You can’t see it so well here, but nearly every morning there is a thick fog over the city, just hovering over the tops of the buildings. Usually by the time I get to work it’s dissipated.

I keep meaning to post about day care and Seamus’s pure enjoyment of it. He no longer cries when I drop him off. This is because he’s made lots of new friends, and they have catching up to do each morning. He’s been Mr. Popularity ever since he arrived to school Halloween day dressed as a dinosaur. All the boys thought he was so cool, and now there’s a certain respect from his class when he walks in the room. I’m not joking. It’s palpable. The last few weeks have also been a language explosion for Mr. S, who will try to say anything. He says thank you and you’re welcome a lot now, as well as I love you and probably a couple hundred other every day words like wall, door, stroller, chair. Earlier today he said trampouline and screwdriver. He knows ALL of his colors and can say them as well. This is definitely day care’s doing. And he’s started singing a lot and having long gibberish conversations with himself. Last week I called the director of his day care to discuss hours and such, and he went on and on about how well-adjusted Mr. S is. He said socially Seamus behaves like a 3 ½ year old, that he’s very affectionate to his teachers and the other children and always smiling. He went on for quite some time about how special my little man is and how he’s the teachers’ favorite. Now I understand why he’s always being held or in a teacher’s lap when I pick him up in the evenings. My worry over day care possibly being detrimental has completely subsided. I really think Seamus is getting a lot of “school” and it’s making him a more giving child. I just wish I could spend way more time with him than I do.

This morning’s commute play list: David Byrne --Like Humans Do, Lots of Talking Heads, The Buzzcocks--Lipstick and Ever Fallen In-Love, The Pretenders--Back on the Chain Gang, Cyndi Lauper--Time After Time.

Sunday, November 2, 2008

Special Deliveries

There was a special delivery this past week that I forgot to mention. Grandie sent Mr. S a whole box of long-sleeved shirts, warm pants, hats, mittens, Levis jeans and a little gentleman's outfit that came complete with an argyle sweater vest.
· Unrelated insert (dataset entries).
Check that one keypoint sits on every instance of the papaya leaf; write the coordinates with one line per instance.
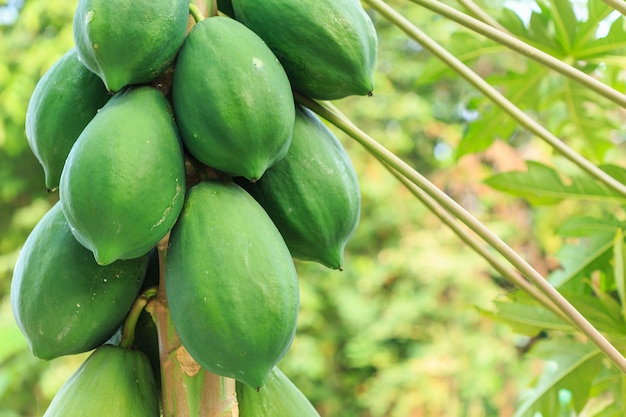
(613, 43)
(542, 185)
(525, 315)
(619, 268)
(464, 45)
(581, 258)
(569, 366)
(587, 226)
(600, 314)
(565, 23)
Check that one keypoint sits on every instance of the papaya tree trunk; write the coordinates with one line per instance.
(187, 389)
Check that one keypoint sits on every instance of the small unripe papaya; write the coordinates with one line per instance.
(312, 194)
(231, 284)
(129, 42)
(327, 47)
(232, 99)
(64, 101)
(63, 301)
(123, 184)
(113, 381)
(279, 397)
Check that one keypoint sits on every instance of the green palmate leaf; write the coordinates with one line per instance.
(541, 184)
(565, 23)
(597, 12)
(580, 259)
(584, 118)
(619, 268)
(525, 315)
(596, 48)
(465, 46)
(607, 394)
(601, 313)
(571, 367)
(588, 226)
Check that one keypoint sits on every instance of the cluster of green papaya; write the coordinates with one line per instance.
(155, 124)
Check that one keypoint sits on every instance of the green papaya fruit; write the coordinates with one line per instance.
(123, 183)
(232, 99)
(129, 42)
(65, 99)
(147, 341)
(62, 300)
(312, 194)
(327, 47)
(279, 397)
(231, 284)
(226, 6)
(112, 381)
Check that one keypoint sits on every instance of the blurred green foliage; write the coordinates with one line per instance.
(398, 332)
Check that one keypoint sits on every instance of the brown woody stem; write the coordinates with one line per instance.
(187, 389)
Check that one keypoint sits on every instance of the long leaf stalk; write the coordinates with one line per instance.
(525, 49)
(475, 244)
(334, 116)
(618, 5)
(489, 91)
(480, 14)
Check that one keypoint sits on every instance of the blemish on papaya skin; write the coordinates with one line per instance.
(189, 366)
(179, 190)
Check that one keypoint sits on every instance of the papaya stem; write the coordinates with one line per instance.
(496, 97)
(196, 13)
(128, 332)
(187, 389)
(334, 116)
(471, 240)
(513, 43)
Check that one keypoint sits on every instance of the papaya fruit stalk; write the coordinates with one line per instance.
(187, 389)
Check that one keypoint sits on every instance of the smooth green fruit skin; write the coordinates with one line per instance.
(232, 99)
(279, 397)
(63, 301)
(112, 382)
(312, 195)
(226, 6)
(129, 42)
(231, 284)
(123, 184)
(64, 101)
(327, 47)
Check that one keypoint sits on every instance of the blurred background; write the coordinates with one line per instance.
(399, 332)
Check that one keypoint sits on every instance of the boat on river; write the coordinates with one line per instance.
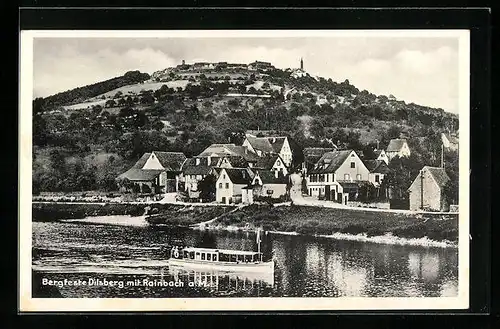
(221, 259)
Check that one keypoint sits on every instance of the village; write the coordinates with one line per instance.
(269, 166)
(264, 169)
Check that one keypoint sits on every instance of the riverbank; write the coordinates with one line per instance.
(332, 222)
(160, 214)
(291, 219)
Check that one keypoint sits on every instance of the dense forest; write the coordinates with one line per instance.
(83, 93)
(77, 150)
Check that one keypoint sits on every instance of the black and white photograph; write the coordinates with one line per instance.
(244, 170)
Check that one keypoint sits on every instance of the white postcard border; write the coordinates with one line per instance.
(29, 304)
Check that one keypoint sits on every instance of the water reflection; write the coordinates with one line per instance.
(305, 266)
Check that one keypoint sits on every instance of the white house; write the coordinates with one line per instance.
(272, 163)
(269, 184)
(398, 147)
(270, 145)
(159, 171)
(378, 169)
(215, 156)
(381, 155)
(333, 168)
(449, 141)
(426, 191)
(230, 183)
Also, in the box were coloring books, another Curious George book (quickly becoming Seamus's favorite new book), crayons, Starbucks coffee and loads of trail mix and chocolate for me and T. Yum! I had just been thinking of trail mix earlier in the day and how it would be the perfect snack for work. I do most of my eating on the go now, and needed something with protein and nutrition. As usual, my mother read my mind. Also, did I forget to mention the lovely package T's mom sent up a few days ago? It contained the warmest, fleece pajamas for Mr. S., Halloween candies and stickers and, best of all, homemade apple butter (made the old fashioned way by T's family).

It's Sunday already. How can this be? And tomorrow the new Reserves Manager starts her first day of work. She will be my new boss, or at least the boss directly over me. I have a couple of bosses. Her position fills the giant need in our department to have someone with more legal expertise since we're dealing with fair use in nearly every aspect of our work. I'm happy to have another woman in the office, though I have been enjoying talking to one of the female student workers, who is a fashion design major and is just learning to knit. I still wouldn't say I've made a great deal of friends here yet, but it is nice speaking to other adults on a daily basis.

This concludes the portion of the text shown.